Exhibit 99.1
Scott Solomon
Vice President
Sharon Merrill
617.542.5300
CYNO@investorrelations.com
Cynosure, Inc. Announces Closing of Public Offering
Westford, Mass., November 21, 2012 – Cynosure, Inc. (NASDAQ: CYNO) (the “Company”), a leader in laser- and light-based treatments for minimally invasive and non-invasive aesthetic applications, today announced the closing of its previously announced underwritten registered public offering of class A common stock. The Company also announced that Leerink Swann LLC, the sole underwriter for the offering, exercised in full its option to purchase an additional 240,000 shares of class A common stock from the Company and an additional 240,000 shares of class A common stock from El.En. S.p.A., as selling stockholder, at the public offering price, less underwriting discounts and commissions. As a result of this option exercise, the total number of shares of class A common stock sold in the offering was 3,680,000 shares. The Company received aggregate net proceeds, after deducting underwriting discounts and commissions and other estimated offering expenses, of approximately $55.35 million.
The Company intends to use the net proceeds from the shares sold in the offering for general corporate purposes and to fund its potential acquisition of complementary products, technologies or businesses. The Company did not receive any proceeds from the sale of the shares by El.En. S.p.A.

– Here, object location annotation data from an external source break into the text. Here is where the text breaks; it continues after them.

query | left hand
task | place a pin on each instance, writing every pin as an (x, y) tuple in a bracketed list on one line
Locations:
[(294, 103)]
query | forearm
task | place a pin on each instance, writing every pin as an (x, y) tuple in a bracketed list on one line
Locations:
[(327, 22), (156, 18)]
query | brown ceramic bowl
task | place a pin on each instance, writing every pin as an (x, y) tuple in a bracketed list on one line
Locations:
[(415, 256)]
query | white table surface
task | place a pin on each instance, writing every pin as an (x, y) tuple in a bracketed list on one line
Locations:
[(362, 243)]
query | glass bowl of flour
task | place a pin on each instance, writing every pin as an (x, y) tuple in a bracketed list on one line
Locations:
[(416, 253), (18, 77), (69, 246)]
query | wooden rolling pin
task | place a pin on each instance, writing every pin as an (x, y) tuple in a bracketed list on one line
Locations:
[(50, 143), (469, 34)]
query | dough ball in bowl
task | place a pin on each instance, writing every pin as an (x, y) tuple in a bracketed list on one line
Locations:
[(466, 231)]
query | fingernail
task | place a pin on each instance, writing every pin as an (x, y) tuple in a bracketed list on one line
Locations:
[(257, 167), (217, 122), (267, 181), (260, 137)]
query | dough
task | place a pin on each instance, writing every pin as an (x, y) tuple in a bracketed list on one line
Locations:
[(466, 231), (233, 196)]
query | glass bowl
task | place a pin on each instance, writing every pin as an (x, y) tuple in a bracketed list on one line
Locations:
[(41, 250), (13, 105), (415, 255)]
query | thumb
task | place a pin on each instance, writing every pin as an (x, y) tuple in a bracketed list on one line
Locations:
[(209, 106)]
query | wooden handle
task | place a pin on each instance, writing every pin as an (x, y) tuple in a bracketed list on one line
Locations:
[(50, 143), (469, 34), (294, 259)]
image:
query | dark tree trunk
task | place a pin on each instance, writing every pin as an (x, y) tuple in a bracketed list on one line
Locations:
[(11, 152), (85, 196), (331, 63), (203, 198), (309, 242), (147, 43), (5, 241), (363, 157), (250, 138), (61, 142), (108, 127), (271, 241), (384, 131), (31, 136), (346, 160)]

The shares described above were offered by the Company and the selling stockholder pursuant to a shelf registration statement previously filed with the Securities and Exchange Commission (the “SEC”) and declared effective on October 26, 2012. The final prospectus supplement and accompanying prospectus related to the offering have been filed with the SEC. Copies of the final prospectus supplement and accompanying base prospectus may also be obtained from Leerink Swann LLC, Attention: Syndicate Department, One Federal Street, 37th Floor, Boston, MA 02110, by calling (800) 808-7525, ext. 4814.
This press release shall not constitute an offer to sell or the solicitation of an offer to buy any securities of the Company, nor shall there be any offer or sale of securities in any state or jurisdiction in which an offer, solicitation or sale would be unlawful prior to registration or qualification under the securities laws of any state or jurisdiction.
About Cynosure, Inc.
Cynosure, Inc. develops and markets aesthetic treatment systems that are used by physicians and other practitioners to perform non-invasive and minimally invasive procedures to remove hair, treat vascular and pigmented lesions, remove multi-colored tattoos, rejuvenate the skin, liquefy and remove unwanted fat through laser lipolysis, reduce cellulite and treat onychomycosis. Cynosure’s
products include a broad range of laser and other light-based energy sources, including Alexandrite, pulse dye, Q-switched, Nd:YAG and diode lasers, as well as intense pulsed light. Cynosure was founded in 1991. For corporate or product information, contact Cynosure at 800-886-2966.
Forward-Looking Statements
Any statements in this press release about future expectations, plans and prospects for Cynosure, Inc., including statements about the intended use of proceeds, as well as other statements containing the words “believes,” “anticipates,” “plans,” “expects,” “will” and similar expressions, constitute forward-looking statements within the meaning of The Private Securities Litigation Reform Act of 1995. Actual results may differ materially from those indicated by such forward-looking statements as a result of various important factors, including levels of demand for procedures performed with Cynosure products and for Cynosure products themselves, Cynosure’s ability to maintain its profitability, competition in the aesthetic laser industry, general business and economic conditions, effects of acquisitions that Cynosure has made or may make, Cynosure’s ability to develop and commercialize new products, Cynosure’s reliance on sole source suppliers, the inability to accurately predict the timing or outcome of regulatory decisions, and economic, market, technological and other factors discussed in Cynosure’s most recent Quarterly Report on Form 10-Q, which is filed with the Securities and Exchange Commission. In addition, the forward-looking statements included in this press release represent Cynosure’s views as of the date of this press release. Cynosure anticipates that subsequent events and developments will cause its views to change. However, although Cynosure may elect to update these forward-looking statements at some point in the future, it specifically disclaims any obligation to do so. These forward-looking statements should not be relied upon as representing Cynosure’s views as of any date subsequent to the date of this press release.